|
|
Filter |
Apply one or many filters to refine the list of datasets based on:
- Sensitivity
- Filter by sensitivity labels associated with datasets in your Data Quality & Observability Classic environment.
- Run Mode
- Filter datasets based on whether they are in published or draft status.
- Connection Type
- Filter datasets by Pushdown or Pullup processing mode.
- Attributes
- Filter datasets that only contain rules without alerts or alerts without rules.
- Source Type
- Filter datasets by data source.
- Data Class Type
- Filter datasets by data class.
- Business Units
- Filter datasets by business unit.
- Data Categories
- Filter datasets by data category.
- Row Count
- Filter datasets by the number of rows they contain.
- Column Count
- Filter datasets by the number of columns they contain
- Integrations
- Filter datasets based on whether they are integrated into Collibra Platform.
- # of DQ Scans
- Filter datasets by the number of times they have been run as DQ Jobs.
|
|
|
Bulk Actions |
Select the checkbox options in the column to the left of the Dataset column, then click Bulk Actions and select an option from the drop-down menu. The available Bulk Actions options include:
Bulk Manage Host
Allows admin users to update the host URL of multiple datasets at once. Select the checkbox options next to the datasets you want to manage, then click Bulk Manage Host from the Bulk Actions drop-down menu. From the Bulk Manage Host dialog, enter the new host URL and click Save.
Bulk Manage Agent
Allows admin users to update the agent of multiple Pullup datasets at once. Select the checkbox options next to the datasets you want to manage, then click Bulk Manage Agent from the Bulk Actions drop-down menu. From the Bulk Manage Agent dialog, select the new agent from the drop-down menu and click Save.
Important Updating the host of multiple datasets at once applies changes to both scheduled and unscheduled DQ Jobs. The connection of any dataset included in the bulk update is mapped to agent you select.
Bulk Manage Spark Settings
Allows admin users to update the Spark settings of multiple Pullup datasets at once.
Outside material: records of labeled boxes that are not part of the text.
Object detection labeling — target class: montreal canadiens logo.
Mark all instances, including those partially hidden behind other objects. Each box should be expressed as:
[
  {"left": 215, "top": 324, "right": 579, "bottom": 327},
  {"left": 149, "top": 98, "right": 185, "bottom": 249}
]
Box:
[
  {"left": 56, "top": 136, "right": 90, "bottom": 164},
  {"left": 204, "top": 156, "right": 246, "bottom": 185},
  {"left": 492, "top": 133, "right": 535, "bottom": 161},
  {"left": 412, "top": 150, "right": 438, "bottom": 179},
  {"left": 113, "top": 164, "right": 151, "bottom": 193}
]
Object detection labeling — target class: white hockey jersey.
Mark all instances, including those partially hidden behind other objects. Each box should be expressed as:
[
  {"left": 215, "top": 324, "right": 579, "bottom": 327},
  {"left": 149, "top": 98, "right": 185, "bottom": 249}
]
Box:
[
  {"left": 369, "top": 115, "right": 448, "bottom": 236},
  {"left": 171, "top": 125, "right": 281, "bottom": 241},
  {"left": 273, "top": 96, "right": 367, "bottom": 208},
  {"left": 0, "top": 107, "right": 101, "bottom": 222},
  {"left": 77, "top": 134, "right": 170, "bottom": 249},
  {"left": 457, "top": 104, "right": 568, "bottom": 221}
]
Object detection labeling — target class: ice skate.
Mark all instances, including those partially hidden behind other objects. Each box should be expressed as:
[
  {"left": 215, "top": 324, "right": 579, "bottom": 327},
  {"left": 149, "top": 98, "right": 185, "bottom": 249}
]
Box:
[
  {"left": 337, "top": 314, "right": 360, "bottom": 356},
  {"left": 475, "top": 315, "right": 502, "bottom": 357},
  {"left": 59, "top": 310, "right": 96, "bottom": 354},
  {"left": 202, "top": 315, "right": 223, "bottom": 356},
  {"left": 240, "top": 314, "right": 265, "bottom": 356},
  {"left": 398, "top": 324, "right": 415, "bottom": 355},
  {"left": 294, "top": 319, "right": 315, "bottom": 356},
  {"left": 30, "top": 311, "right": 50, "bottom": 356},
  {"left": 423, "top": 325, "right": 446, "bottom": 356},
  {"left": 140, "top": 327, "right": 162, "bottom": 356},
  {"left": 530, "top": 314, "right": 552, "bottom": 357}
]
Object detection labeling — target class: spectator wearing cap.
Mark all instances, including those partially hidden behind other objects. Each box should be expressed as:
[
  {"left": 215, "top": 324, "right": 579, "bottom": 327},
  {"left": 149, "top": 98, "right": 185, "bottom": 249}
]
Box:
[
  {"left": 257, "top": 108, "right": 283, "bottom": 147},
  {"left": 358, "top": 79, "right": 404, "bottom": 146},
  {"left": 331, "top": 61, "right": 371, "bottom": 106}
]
Select the checkbox options next to the datasets you want to manage, then click Bulk Manage Spark Settings from the Bulk Actions drop-down menu. From the Bulk Manage Spark Settings dialog, fill out the required fields and click Save.
The command line is updated at runtime, so you must re-run the job after updating the Spark settings.
Show fields
| Number of Executors |
The default number of executors allocated per DQ Job.
The default is 1.
|
| Driver Memory |
The default driver RAM allocated per DQ Job.
The default is 1 gigabyte.
|
| Executor Memory |
The default RAM per executors allocated per DQ Job.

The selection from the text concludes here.